平成19年度新司法試験論文式
刑事系第一問参考答案

第1.小問1について
1. 詐欺と恐喝の区別について
 甲がAから金員を支払わせるにあたり,欺罔とも喝取とも考えうる手段を用いている。甲に成立しうる犯罪は,詐欺と恐喝のいずれであろうか。
 詐欺と恐喝は,被害者の意思決定過程に瑕疵を生じさせる点で共通するが,その瑕疵が,錯誤によるものか,畏怖によるものかで異なる。
 本問において,Aは「Bは現在も仕事を休んで治療を続けており,追加の治療費と休業補償分を加えると,未払分は120万円にとどまらず,既に200万円になっている。」との嘘を言われている。しかし,未だ支払を拒否する態度を変えようとしなかった。
 その後,「あんたにも家族がいるだろう。家族が事故に遭えば,被害に遭った者の気持ちが分かるかもしれんな。家族が事故に遭ってから,あの時200万円支払っておけば良かったと悔やんでも遅いぞ。」と甲が述べて,Aの家族に危害が及ぶ旨を示唆して初めて,Aは支払意思を有するに至ったのである。
 従って,本問のAの金員の交付は,主として恐喝による畏怖に基づいてなされたと評価すべきである。
 よって,甲の行為は「恐喝」にあたるものとして,恐喝罪(249条1項)の成否を検討すべきである。
2.権利行使と恐喝について
(1) 甲は,Bから取立てを依頼されており,少なくとも120万円については,正当な取立て権限を有しているといえる。この点が恐喝罪の成否に影響するか。

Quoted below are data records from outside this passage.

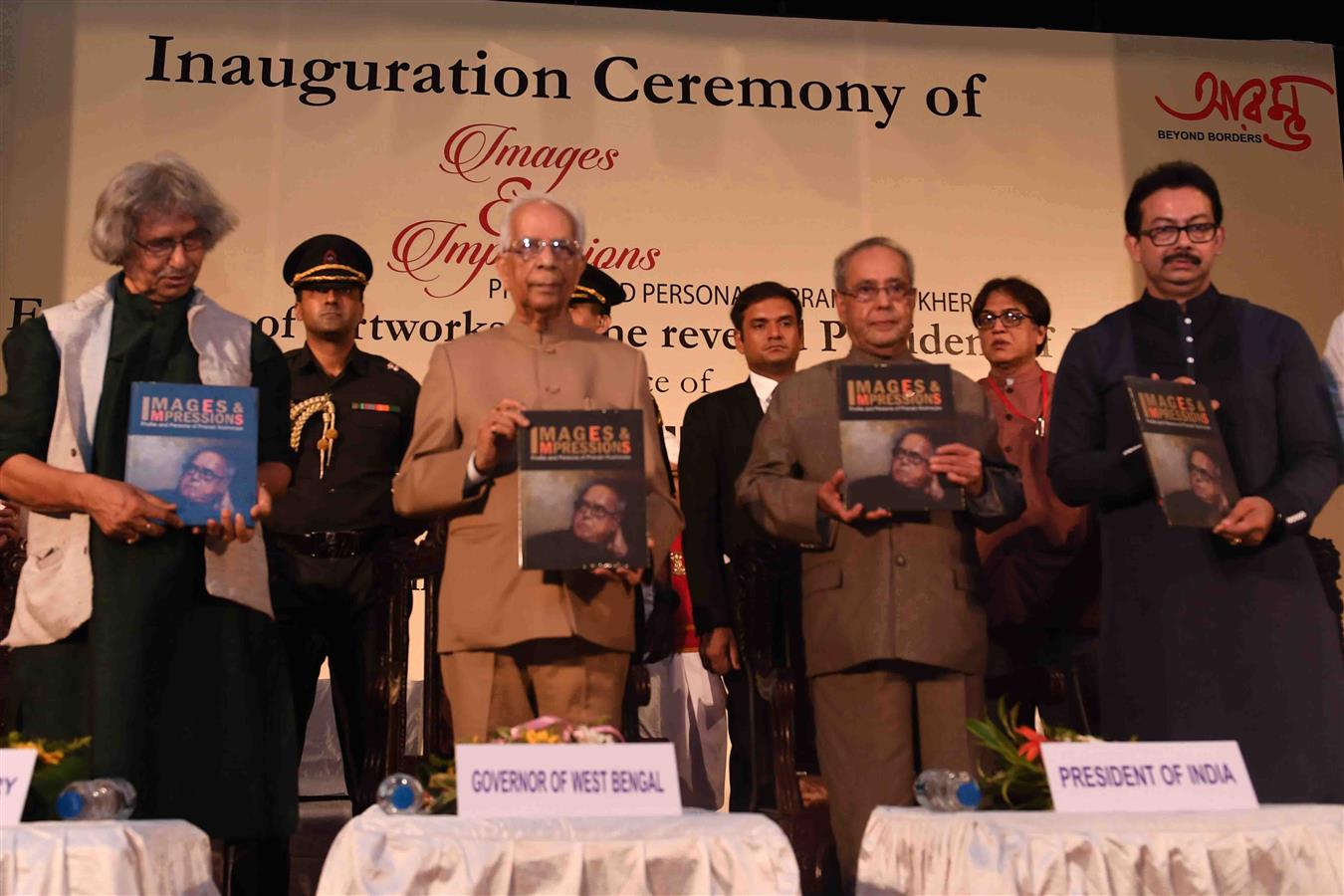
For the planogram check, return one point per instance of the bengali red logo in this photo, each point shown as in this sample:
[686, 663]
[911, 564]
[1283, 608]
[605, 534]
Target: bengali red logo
[1274, 105]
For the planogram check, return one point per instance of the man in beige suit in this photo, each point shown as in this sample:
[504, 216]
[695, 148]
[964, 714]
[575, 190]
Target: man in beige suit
[893, 627]
[518, 642]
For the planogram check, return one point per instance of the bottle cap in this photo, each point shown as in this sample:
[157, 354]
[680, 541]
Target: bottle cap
[968, 794]
[69, 803]
[402, 796]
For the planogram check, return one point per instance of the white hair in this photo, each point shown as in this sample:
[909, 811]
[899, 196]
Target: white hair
[843, 258]
[522, 200]
[164, 184]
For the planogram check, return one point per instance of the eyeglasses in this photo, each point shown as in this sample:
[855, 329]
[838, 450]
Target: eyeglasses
[864, 293]
[1198, 473]
[595, 511]
[203, 473]
[1010, 319]
[165, 246]
[1168, 234]
[530, 247]
[913, 458]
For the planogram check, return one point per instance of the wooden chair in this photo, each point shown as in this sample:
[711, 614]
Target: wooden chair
[11, 560]
[769, 629]
[421, 567]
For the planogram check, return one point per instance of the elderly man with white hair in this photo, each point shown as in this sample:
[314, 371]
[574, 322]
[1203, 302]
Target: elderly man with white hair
[153, 638]
[513, 642]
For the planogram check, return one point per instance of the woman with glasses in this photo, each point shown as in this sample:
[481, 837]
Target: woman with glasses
[1039, 571]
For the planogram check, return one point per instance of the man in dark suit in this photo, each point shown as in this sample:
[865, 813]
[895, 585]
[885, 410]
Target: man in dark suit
[715, 443]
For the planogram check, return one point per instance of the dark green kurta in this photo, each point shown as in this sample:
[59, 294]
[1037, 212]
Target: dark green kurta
[184, 693]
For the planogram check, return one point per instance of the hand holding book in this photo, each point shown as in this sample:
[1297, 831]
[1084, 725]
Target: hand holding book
[233, 527]
[1247, 523]
[125, 512]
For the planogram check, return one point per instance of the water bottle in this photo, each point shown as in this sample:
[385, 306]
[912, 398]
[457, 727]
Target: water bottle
[400, 794]
[944, 790]
[97, 799]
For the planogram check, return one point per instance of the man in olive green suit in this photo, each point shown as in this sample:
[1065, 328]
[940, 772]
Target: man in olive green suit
[894, 630]
[518, 642]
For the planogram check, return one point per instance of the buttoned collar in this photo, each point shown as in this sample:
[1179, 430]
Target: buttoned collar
[764, 387]
[1166, 311]
[859, 356]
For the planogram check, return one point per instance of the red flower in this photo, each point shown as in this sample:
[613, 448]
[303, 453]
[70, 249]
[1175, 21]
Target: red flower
[1029, 749]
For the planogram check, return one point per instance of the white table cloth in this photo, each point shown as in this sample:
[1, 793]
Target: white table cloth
[692, 853]
[105, 857]
[1271, 849]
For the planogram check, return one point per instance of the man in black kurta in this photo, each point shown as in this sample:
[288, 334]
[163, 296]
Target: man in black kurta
[1218, 633]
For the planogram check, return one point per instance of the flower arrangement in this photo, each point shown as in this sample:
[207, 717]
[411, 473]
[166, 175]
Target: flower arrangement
[438, 776]
[60, 762]
[1018, 781]
[552, 730]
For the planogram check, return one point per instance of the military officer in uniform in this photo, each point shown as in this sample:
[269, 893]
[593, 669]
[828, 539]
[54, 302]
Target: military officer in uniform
[593, 299]
[330, 535]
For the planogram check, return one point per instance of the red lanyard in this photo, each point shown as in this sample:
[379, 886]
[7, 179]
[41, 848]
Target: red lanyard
[1012, 408]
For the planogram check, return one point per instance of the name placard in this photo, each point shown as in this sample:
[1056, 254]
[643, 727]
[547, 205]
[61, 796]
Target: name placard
[1178, 776]
[15, 777]
[522, 781]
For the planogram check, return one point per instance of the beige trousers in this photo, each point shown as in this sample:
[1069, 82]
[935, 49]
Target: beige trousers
[870, 722]
[567, 677]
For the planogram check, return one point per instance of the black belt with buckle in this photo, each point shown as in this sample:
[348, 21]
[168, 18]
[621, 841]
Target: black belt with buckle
[331, 546]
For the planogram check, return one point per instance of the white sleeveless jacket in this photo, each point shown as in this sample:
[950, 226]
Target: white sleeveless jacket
[56, 585]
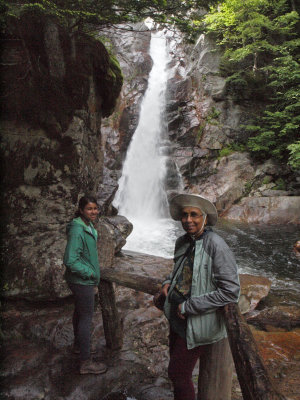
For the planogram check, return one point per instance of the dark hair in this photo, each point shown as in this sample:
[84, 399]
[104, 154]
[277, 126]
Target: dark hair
[83, 201]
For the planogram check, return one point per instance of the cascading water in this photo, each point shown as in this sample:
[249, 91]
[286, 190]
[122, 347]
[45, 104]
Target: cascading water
[141, 196]
[260, 250]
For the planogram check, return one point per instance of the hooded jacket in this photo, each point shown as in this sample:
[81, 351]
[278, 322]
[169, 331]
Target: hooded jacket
[81, 255]
[215, 283]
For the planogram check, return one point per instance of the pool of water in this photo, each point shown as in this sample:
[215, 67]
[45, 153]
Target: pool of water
[264, 250]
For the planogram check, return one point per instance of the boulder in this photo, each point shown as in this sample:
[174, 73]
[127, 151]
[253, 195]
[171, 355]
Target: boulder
[253, 289]
[278, 318]
[270, 210]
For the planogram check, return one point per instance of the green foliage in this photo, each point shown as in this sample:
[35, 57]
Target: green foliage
[294, 158]
[267, 179]
[261, 61]
[212, 116]
[231, 148]
[279, 185]
[85, 15]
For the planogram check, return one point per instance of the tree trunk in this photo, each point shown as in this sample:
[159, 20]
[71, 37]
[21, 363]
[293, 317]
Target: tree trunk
[253, 376]
[112, 324]
[134, 281]
[215, 372]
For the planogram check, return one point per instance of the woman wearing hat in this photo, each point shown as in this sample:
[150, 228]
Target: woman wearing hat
[203, 280]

(2) 恐喝罪も財産罪であるから,財産上の損害がなければ,構成要件該当性が認められない。正当な権利行使の範囲においては,財産上の損害が認められないのではないか。
 思うに,1項恐喝罪は財産秩序維持の観点から占有それ自体が保護法益である。従って,個別財産に対する罪というべきである。よって,畏怖しなければ交付しなかったという関係がある限り,正当な権利行使といえども,財産上の損害は否定されないと解する。
 よって,本問で,Aは畏怖しなければ金員の交付はしなかったといえるから,財産上の損害は認められる。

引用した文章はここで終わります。